Every web browser has Bookmarking feature but a very few of us actually use it and that could be the reason that Google is trying to make it more interesting and useful.
The search giant is experimenting with a new Chrome feature that would allow you to save any piece of content such as a web page, an image or an email. Google named the new service as ‘Google Stars’ and it appears to be in its very early stage. The feature will let users bookmark and save different items on the web and add them to folders. Once saved to a folder, the users will be able to share and review their favorite content later.
The new feature was first discovered by Florian Kiersch – a German student who enjoys fishing Google code. Google’s new read-it-later feature may be similar to the bookmarking feature that’s available in the Chrome right now. The new feature is currently being given to Google employees only for testing. The service will include its own extension to let users save links and will also sort those links into lists and categories automatically.

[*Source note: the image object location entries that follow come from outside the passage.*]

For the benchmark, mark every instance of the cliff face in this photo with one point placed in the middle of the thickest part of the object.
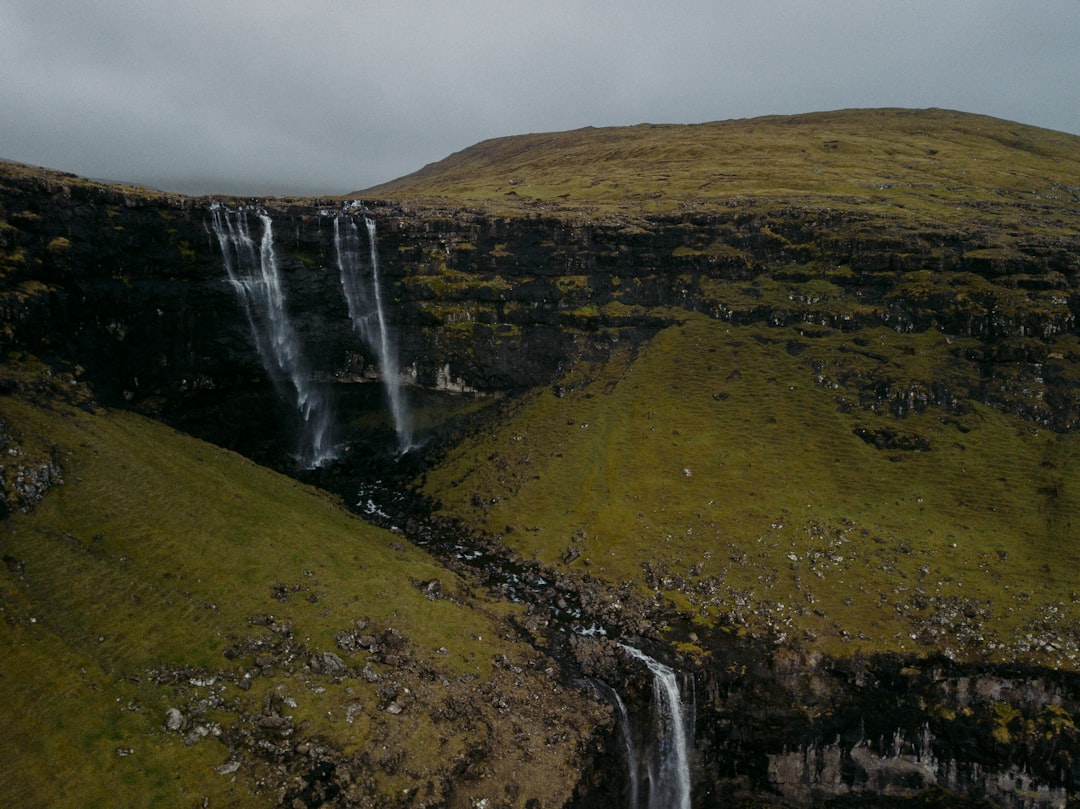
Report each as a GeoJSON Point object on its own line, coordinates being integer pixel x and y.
{"type": "Point", "coordinates": [132, 286]}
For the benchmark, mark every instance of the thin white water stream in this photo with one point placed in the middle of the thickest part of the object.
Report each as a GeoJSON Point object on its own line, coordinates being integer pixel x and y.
{"type": "Point", "coordinates": [253, 272]}
{"type": "Point", "coordinates": [666, 763]}
{"type": "Point", "coordinates": [364, 298]}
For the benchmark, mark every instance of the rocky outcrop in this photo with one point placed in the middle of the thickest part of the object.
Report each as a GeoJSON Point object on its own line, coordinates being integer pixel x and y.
{"type": "Point", "coordinates": [807, 731]}
{"type": "Point", "coordinates": [132, 286]}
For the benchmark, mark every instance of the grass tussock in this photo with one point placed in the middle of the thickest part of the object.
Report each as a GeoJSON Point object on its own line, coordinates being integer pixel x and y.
{"type": "Point", "coordinates": [169, 574]}
{"type": "Point", "coordinates": [910, 163]}
{"type": "Point", "coordinates": [724, 472]}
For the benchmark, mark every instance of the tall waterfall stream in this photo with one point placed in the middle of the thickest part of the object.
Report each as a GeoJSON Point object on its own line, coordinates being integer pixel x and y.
{"type": "Point", "coordinates": [254, 274]}
{"type": "Point", "coordinates": [363, 293]}
{"type": "Point", "coordinates": [657, 737]}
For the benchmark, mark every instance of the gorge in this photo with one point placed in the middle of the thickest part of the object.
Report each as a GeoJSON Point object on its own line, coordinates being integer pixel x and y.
{"type": "Point", "coordinates": [794, 435]}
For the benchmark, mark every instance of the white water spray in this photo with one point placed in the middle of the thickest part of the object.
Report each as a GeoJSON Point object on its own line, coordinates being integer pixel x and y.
{"type": "Point", "coordinates": [667, 764]}
{"type": "Point", "coordinates": [631, 752]}
{"type": "Point", "coordinates": [254, 274]}
{"type": "Point", "coordinates": [368, 315]}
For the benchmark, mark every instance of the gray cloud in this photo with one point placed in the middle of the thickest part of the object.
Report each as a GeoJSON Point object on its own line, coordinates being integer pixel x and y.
{"type": "Point", "coordinates": [327, 96]}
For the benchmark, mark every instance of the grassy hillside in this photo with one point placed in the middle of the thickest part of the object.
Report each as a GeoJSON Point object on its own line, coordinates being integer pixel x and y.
{"type": "Point", "coordinates": [167, 574]}
{"type": "Point", "coordinates": [727, 473]}
{"type": "Point", "coordinates": [935, 163]}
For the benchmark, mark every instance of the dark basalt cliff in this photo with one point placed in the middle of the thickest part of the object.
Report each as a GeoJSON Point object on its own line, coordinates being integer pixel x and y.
{"type": "Point", "coordinates": [131, 286]}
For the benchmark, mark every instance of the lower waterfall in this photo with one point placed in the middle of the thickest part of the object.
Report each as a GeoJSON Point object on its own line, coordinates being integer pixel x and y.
{"type": "Point", "coordinates": [254, 274]}
{"type": "Point", "coordinates": [662, 763]}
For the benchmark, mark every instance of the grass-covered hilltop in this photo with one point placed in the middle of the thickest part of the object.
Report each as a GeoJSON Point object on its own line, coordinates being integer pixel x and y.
{"type": "Point", "coordinates": [791, 403]}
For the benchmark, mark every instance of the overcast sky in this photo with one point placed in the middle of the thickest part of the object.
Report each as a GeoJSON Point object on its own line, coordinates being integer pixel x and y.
{"type": "Point", "coordinates": [328, 96]}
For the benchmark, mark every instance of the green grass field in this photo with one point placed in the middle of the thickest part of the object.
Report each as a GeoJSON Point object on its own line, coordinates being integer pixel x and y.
{"type": "Point", "coordinates": [715, 469]}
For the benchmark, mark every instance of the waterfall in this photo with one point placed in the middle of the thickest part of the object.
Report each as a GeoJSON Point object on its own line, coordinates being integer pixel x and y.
{"type": "Point", "coordinates": [368, 314]}
{"type": "Point", "coordinates": [628, 740]}
{"type": "Point", "coordinates": [253, 272]}
{"type": "Point", "coordinates": [666, 763]}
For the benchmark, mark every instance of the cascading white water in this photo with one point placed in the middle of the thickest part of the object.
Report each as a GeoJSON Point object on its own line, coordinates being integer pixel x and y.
{"type": "Point", "coordinates": [631, 752]}
{"type": "Point", "coordinates": [368, 314]}
{"type": "Point", "coordinates": [255, 277]}
{"type": "Point", "coordinates": [667, 764]}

Kiersch writes – Google Stars was originally named as Google Collections, and it looks more beautiful than bookmarks. Users can already star web pages and emails from Chrome but if this feature ever executed, they can even expect to see the star on YouTube videos, Google+ pages, image search results, and even personal contacts.
According to the current source code, the new feature will make all bookmarks fully searchable. The stars will remain private until made public by users to share them. The search giant will automatically organize your stars, detect spam as well as dead pages, and can categorize the content into filters by discovering the patterns. There will be a bookmark library that will allow users to make notes on their bookmarks.
Images, videos and web pages are specifically mentioned in the source code but it may include nearly all of the Google services. It looks like Google is planning to cover all things under the head ‘Stars’ and the feature is expected to launch in June during Google’s I/O developer conference.